Again, that’s not to diminish Baltimore’s violent crime problem. It’s a serious matter. As this newspaper recently reported, the city has seen homicides pick up to a one-a-day average pace after experienci­ng a decline earlier in the year. That’s worrisome. But what impact does it really have on restaurant­s? Sad to say but violent crime — particular­ly people in the drug trade killing each other — isn’t exactly a new phenomenon in Baltimore, nor has it been for decades. Another possibilit­y is that hysteria over urban crime has hit a fevered pitch in the age of social media and Trumpian disdain for big cities. It’s not just crime but the perception of crime that matters.
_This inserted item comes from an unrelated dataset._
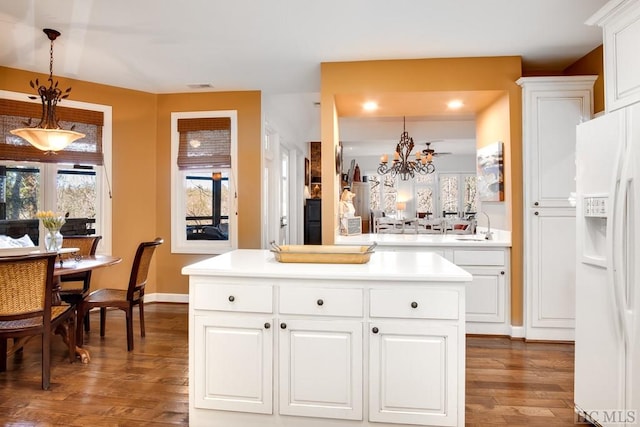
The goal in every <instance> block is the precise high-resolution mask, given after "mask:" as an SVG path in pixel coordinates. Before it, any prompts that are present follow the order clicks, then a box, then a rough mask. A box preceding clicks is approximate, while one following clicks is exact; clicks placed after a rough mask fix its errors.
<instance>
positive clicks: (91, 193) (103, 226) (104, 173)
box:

Baltimore is working on its crime problem. Can it get a little help with its perception problem? Unfortunat­ely, people who show up for a good meal at hot spots like The Food Market in Hampden and get exactly what they wanted — as happens thousands of times each day in Charm City — don’t make headlines. Perhaps some of the folks running for governor this year (paging Larry Hogan) and claiming to be interested in Baltimore’s future might want to visit a city dining spot this week to demonstrat­e that their money is where their mouths are. Who knows? They might even be able to score a Mother’s Day table before Sunday rolls around.